"Oh, as to that, it's partly a matter of health," said Helen May lightly. "I have to live where the climate—"
"You could live in Albuquerque, or some other live town; close to it, anyway. You don't have to stick away down here, where—"
"I don't see as it matters. So long as it isn't Los Angeles, no place appeals to me. And dad had bought the improvements here, so—"
"I'll pay you for the improvements, if that's all," Starr said shortly.
Helen May laughed. "That sounds exactly as though you want to get me out of the country," she challenged.
Starr did not rise to the bait. He took another long look for the horseman, saw not so much as a flurry of dust, and slid the glasses into their case.
"I brought out that carbine I was speaking about. And the shells that go with it. I'm kind of a gun fiend, I guess. I'm always accumulating a lot of shooting irons I never use. I run across a six-shooter and belt, too. Come here, Rabbit!"
Rabbit came, and Starr untied the weapons, smiling boyishly. "You may as well be using 'em; they'll only rust, kicking around in the shack. Buckle this around you. I punched another hole or two, so the belt would come within a mile or so of fitting. You want to wear that every time you go out on the range. The time you leave it home is the very time when you'll see a coyote or something.

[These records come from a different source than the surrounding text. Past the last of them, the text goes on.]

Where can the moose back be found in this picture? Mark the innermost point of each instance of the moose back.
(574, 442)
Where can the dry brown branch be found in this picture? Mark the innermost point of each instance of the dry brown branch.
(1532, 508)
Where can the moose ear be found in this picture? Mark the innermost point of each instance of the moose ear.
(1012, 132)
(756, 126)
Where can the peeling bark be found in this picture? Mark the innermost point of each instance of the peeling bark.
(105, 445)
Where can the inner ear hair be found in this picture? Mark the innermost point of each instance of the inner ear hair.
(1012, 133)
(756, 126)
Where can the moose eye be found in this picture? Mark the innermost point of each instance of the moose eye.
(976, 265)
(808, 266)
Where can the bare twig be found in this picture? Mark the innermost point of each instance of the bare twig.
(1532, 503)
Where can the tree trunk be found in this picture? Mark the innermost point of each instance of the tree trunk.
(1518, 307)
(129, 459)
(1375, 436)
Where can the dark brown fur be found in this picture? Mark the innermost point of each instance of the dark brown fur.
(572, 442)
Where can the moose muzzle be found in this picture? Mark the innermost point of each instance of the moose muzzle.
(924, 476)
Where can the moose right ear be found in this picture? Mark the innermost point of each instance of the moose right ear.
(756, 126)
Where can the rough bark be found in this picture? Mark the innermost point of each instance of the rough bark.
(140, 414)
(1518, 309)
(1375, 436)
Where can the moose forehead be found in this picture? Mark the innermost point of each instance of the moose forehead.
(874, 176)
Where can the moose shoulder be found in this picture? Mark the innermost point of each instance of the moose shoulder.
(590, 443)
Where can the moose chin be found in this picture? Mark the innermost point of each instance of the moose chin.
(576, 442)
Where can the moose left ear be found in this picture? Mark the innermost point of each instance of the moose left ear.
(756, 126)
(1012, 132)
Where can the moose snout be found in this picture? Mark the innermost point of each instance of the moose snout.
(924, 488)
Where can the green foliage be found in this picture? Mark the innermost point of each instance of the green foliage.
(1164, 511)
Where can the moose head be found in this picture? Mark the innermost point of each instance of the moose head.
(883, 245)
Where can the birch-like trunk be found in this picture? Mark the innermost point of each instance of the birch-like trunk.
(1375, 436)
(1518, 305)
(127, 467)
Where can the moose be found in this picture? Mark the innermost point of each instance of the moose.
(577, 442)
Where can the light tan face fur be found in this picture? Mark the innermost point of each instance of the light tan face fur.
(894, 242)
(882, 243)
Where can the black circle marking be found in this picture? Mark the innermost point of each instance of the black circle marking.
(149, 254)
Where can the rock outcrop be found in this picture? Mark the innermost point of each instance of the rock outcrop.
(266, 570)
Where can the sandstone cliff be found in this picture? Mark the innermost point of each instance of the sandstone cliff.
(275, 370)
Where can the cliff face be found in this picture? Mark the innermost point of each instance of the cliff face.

"And if you expect to get rich in the goat business, you never want to pass up a coyote. There's a bounty on 'em, for one thing, because they do lots of damage among sheep and goats. And for another," he added impressively, "the rabies that's been epidemic on the Coast is spreading. You've maybe read about it. A rabid coyote would come right at you, and you know the consequences. Or it would bite Pat, and then Pat would tackle you."
"Oh!" Helen May had turned a sickly shade. Her eyes went anxiously over the slope as though she half expected something of the sort to happen then and there.